Surgido quase simultaneamente com estes agrupamentos instrumentais, o “Grupo de Música Vocal Contemporânea“, sob a direcção do barítono Mário Mateus, tem revelado nas suas actuações um elevado nível artístico, proporcionado pelo profissionalismo dos seus elementos. Com objectivos menos específicos e congregado num meio académico não musical, o “Coro da Faculdade de Letras do Porto” encontrou no maestro José Luís Borges Coelho um forte dinamizador de vontades, que se tem empenhado em atrair para a prática coral muitas dezenas de estudantes, com os quais obtém excelentes resultados artísticos.
HELENA SÁ E COSTA
A menção de pequenos agrupamentos instrumentais e vocais actuantes nos nossos dias não pode fazer esquecer outros que, em décadas anteriores, desempenharam papel importante na vida musical da cidade. Encontra-se neste número o “Trio Portugália“, que deu numerosos concertos durante os anos 50. Era composto pela pianista Helena Costa, por sua irmã, a violoncelista Madalena Costa, e pelo violinista Henri Mouton. Este conjunto alargava-se, por vezes, a um quarteto, contando, para esse efeito, com a participação do violetista François Broos. Os dois últimos músicos mencionados, embora não sendo portugueses, encontravam-se radicados no Porto, aqui tendo formado escola, que se projectou até hoje. Na década seguinte, o “Quarteto de cordas do Porto“, constituído por professores do Conservatório, foi um dos melhores conjuntos congéneres de que o País dispôs. Também ligado ao mesmo estabelecimento de ensino, o “Grupo Musical Feminino“, composto por alunas e fundado pela sua Directora, Stella da Cunha, inspirou ao compositor Cláudio Carneyro um grande número de peças corais, nos anos 30 e 40.
“SOCIEDADE DE CONCERTOS”
Neste “retorno ao passado” tem lugar uma palavra relativa às instituições promotoras de acontecimentos musicais, que ficaram conhecidas sob a designação de “Sociedades de concertos”. Actualmente em vias de extinção, a sua actividade passou a ser empreendida, sob forma pontual ou regular, por organismos de índole diversa, nem sempre directamente vinculados à cultura. Não foi assim, contudo, na primeira metade do século. Além do já referido Orpheon Portuense, duas outras sociedades, após um período áureo, conseguiram sobreviver no Porto, ainda que com actividade reduzida. São elas o “Círculo de Cultura Musical” e a Juventude Musical Portuguesa, sediadas em Lisboa, cujas delegações nortenhas foram lançadas, com enorme êxito, por Ofélia Diogo Costa e continuadas por suas filhas Maria Ofélia e Maria Inês. Menos duradoura, ainda que laboriosa, durante os anos em que aqui esteve aberta, foi a delegação da Pró-Arte, incentivadora de alguns valores locais, em início de carreira.

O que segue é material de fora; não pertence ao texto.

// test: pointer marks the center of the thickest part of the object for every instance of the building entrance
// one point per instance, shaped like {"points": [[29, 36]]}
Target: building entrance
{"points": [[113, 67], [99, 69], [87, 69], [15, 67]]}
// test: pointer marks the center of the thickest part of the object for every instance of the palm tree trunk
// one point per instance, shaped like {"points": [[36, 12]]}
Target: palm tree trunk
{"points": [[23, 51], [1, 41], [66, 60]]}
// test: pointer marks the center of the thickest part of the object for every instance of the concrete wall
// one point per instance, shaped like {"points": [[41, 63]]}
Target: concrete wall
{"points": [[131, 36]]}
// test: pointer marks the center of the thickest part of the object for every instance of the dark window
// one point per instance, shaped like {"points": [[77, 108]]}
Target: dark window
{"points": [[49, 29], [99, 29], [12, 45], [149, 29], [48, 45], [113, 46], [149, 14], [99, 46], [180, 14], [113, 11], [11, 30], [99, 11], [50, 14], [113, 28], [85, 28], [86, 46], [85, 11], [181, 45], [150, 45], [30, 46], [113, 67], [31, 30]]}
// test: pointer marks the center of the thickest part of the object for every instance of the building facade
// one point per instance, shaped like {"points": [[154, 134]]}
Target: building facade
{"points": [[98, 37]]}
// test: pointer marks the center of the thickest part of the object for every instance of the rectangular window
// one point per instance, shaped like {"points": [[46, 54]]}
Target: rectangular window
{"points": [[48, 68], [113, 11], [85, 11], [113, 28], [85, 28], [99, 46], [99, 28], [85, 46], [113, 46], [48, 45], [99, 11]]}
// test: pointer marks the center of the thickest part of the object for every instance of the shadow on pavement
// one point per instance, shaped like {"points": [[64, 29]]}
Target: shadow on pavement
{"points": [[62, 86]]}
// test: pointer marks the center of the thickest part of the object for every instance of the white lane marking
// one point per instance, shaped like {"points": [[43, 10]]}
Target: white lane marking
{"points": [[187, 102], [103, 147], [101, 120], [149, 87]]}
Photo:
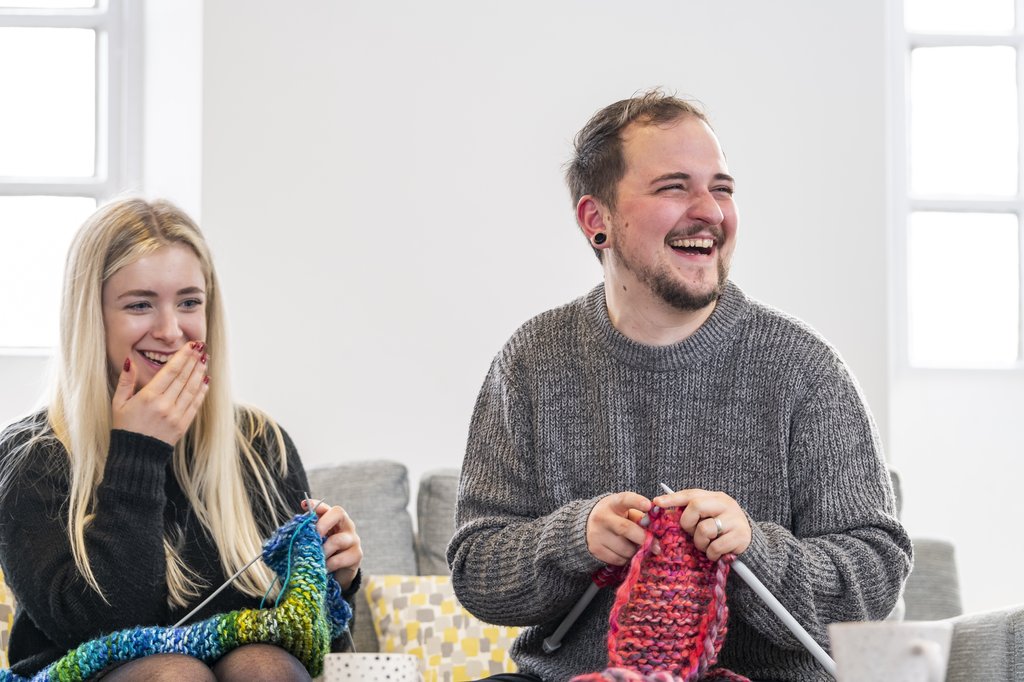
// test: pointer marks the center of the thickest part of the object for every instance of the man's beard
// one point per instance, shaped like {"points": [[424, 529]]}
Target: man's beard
{"points": [[673, 292]]}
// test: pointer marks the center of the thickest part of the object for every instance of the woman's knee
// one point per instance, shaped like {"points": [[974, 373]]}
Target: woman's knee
{"points": [[259, 663], [161, 668]]}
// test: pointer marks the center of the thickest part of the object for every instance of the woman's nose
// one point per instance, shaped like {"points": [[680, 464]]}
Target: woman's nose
{"points": [[167, 327]]}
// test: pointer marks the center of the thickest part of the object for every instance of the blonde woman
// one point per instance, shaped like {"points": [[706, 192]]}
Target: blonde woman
{"points": [[141, 485]]}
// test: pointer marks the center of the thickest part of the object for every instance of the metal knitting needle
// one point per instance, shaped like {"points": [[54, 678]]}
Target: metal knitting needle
{"points": [[235, 577], [778, 609]]}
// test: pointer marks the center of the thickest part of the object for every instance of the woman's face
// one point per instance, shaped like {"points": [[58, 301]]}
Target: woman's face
{"points": [[152, 308]]}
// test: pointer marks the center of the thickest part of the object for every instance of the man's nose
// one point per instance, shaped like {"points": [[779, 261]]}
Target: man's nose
{"points": [[706, 209]]}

Como já foi dito, a propósito da acção desenvolvida, no início do século, por Moreira de Sá, as instituições por ele criadas constituíram os alicerces sólidos sobre os quais foi construída toda a vida musical da cidade. O Conservatório de Música, fundado em 1917, tem sido o viveiro de sucessivas gerações de músicos, criadores e intérpretes. Com o advento da “experiência pedagógica” dos anos 70, adquiriu uma autonomia pedagógica e curricular, quebrando a tradicional dependência dos modelos ditados por Lisboa. Outras escolas foram surgindo, como o “Curso Silva Monteiro“, fundado por Ernestina Silva Monteiro, discípula de Óscar da Silva, e continuado até hoje pela pianista Fernanda Wandschneider, que igualmente deu início aos Cursos e Concursos internacionais da Cidade do Porto. Mais recentemente, a “Escola de Música do Porto“, fundada e dirigida pela Profª. Hélia Soveral, garante um ensino de nível profissional qualificado.
O começo da década de 80 trouxe consigo o desdobramento dos níveis de ensino da Música em Portugal. Os Institutos Politécnicos das duas principais cidades do País integraram na sua rede escolar as Escolas Superiores de Música, conferindo graus de bacharelato e licenciatura. No Porto, este estabelecimento de ensino ampliou, já nos anos 90, a sua esfera de acção às Artes do Espectáculo. Actualmente, dispõe de uma esplêndida sala de espectáculos, muito activa, a que foi dado o nome de Teatro Helena Sá e Costa, em justíssima homenagem à ilustre pianista e pedagoga, filha de Luiz Costa e neta de Bernardo Moreira de Sá. A Profª. Helena Costa foi a primeira Presidente da Comissão instaladora desta Escola, além de continuar à frente do Orpheon Portuense.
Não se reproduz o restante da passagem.